RightNow Technologies, Inc.
- Industry: Field service management Customer relationship management
- Founded: Bozeman, Montana (1997)
- Headquarters: Bozeman, Montana
- Products: Customer relationship management software
- Owner: Oracle Corporation
- Website: oracle.com/cx/service

= RightNow Technologies =

Software company

Oracle RightNow is an American customer relationship management (CRM) software service for enterprise organizations which is part of Oracle Service. It was originally developed by RightNow Technologies, Inc., which was acquired by Oracle Corporation in 2011 in a $1.8 billion deal.

The main product offered by RightNow Technologies was RightNow CX, a customer experience suite. RightNow CX was divided into RightNow Web Experience, RightNow Social Experience, RightNow Contact Center Experience, and RightNow Engage. Under Oracle Service, the product has predictive capabilities and offers customer service support for website, apps, chatbot, live chat, video chat, co-browse, social messaging, texting, customer portals, IVR, knowledge base, store associates, and other channels. It is part of the Oracle Advertising and Customer Experience (CX) suite of products, which also includes Advertising, Marketing, and Sales cloud products. Oracle Service Cloud is FedRAMP authorized, which means it meets certain cybersecurity standards and is approved for use by federal agencies.

==History==
The company was founded in 1997 by Greg Gianforte in Bozeman, Montana as RightNow Technologies. Additional offices were opened in California, New York, New Jersey, Massachusetts, Texas, Illinois, Washington, DC, Colorado, Canada, Europe, Australia and Asia.

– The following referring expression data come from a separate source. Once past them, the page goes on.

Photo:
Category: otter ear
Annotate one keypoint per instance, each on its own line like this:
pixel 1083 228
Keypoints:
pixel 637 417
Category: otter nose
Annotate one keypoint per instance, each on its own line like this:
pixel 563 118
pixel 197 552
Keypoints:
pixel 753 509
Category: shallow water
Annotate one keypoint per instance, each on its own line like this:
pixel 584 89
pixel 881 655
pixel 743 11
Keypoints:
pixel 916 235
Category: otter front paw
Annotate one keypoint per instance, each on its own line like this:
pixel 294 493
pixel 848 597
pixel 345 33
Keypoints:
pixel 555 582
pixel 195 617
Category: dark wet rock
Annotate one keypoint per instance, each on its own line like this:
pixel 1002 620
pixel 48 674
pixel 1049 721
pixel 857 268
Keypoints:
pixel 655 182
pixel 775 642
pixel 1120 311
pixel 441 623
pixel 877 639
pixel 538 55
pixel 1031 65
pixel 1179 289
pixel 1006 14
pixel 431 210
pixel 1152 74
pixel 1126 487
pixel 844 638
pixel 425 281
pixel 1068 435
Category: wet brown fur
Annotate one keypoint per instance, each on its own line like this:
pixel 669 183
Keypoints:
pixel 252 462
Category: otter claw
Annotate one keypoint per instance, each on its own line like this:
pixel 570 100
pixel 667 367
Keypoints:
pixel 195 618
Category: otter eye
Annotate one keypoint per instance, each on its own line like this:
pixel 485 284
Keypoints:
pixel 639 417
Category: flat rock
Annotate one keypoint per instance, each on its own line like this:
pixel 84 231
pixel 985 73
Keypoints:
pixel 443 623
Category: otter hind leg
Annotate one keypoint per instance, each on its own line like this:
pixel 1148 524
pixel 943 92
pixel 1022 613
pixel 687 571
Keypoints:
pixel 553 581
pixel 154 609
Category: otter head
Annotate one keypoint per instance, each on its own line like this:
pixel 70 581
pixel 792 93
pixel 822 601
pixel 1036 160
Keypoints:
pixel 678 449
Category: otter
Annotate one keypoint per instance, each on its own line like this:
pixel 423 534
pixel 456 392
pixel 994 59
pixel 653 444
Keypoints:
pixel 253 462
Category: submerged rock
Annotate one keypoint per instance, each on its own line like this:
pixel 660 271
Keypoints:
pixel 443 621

The company employed over 1000 people in 2011.
RightNow's business model was software as a service using cloud computing.

Gianforte started the company in 1997 without external capital and created a software product that was initially focused on customer service with an integrated knowledge base. As the company grew, it added marketing and sales functionality, voice automation, customer feedback management, analytics and a social platform to its product, creating a full customer experience suite.

In 2006, RightNow Technologies acquired SFA company Salesnet.

In 2009, RightNow Technologies acquired social networking company HiveLive.

In 2011, the company acquired Q-go for $34 million. Q-go was founded in 1999. It specialized in semantic search service, based on natural language processing technology, providing relevant answers to queries on a company’s Internet website or corporate intranet, formulated in natural sentences or keyword input alike. It integrated automatic statistical reporting of user query behavior for businesses that want to monitor what kinds of questions their customers are asking so they can adjust content to provide the appropriate information for customers and to reduce the load on traditional customer service ports of call, such as call centers and answers by email. The technology has been implemented and deployed in a range of industries, including banking, insurance, pension, telecommunications and logistics, as well as several government agencies.

== Oracle acquisition ==
In October 2011, Oracle Corporation announced its intention to acquire RightNow for $1.5 billion, a deal which was completed in January 2012. With the acquisition, the name changed to Oracle Service.

In 2014, Oracle acquired LiveLOOK, real-time visual collaboration technology used for cobrowsing, screen sharing, and click-to-call; and TOA (Time of Arrival), a cloud-based field service app which became Oracle Field Service. The capabilities were integrated into the Service software in 2015, along with skills-based routing.

In May 2022, the company integrated its Unity Customer Data Platform (CDP) with Oracle Service to better support customer service agents.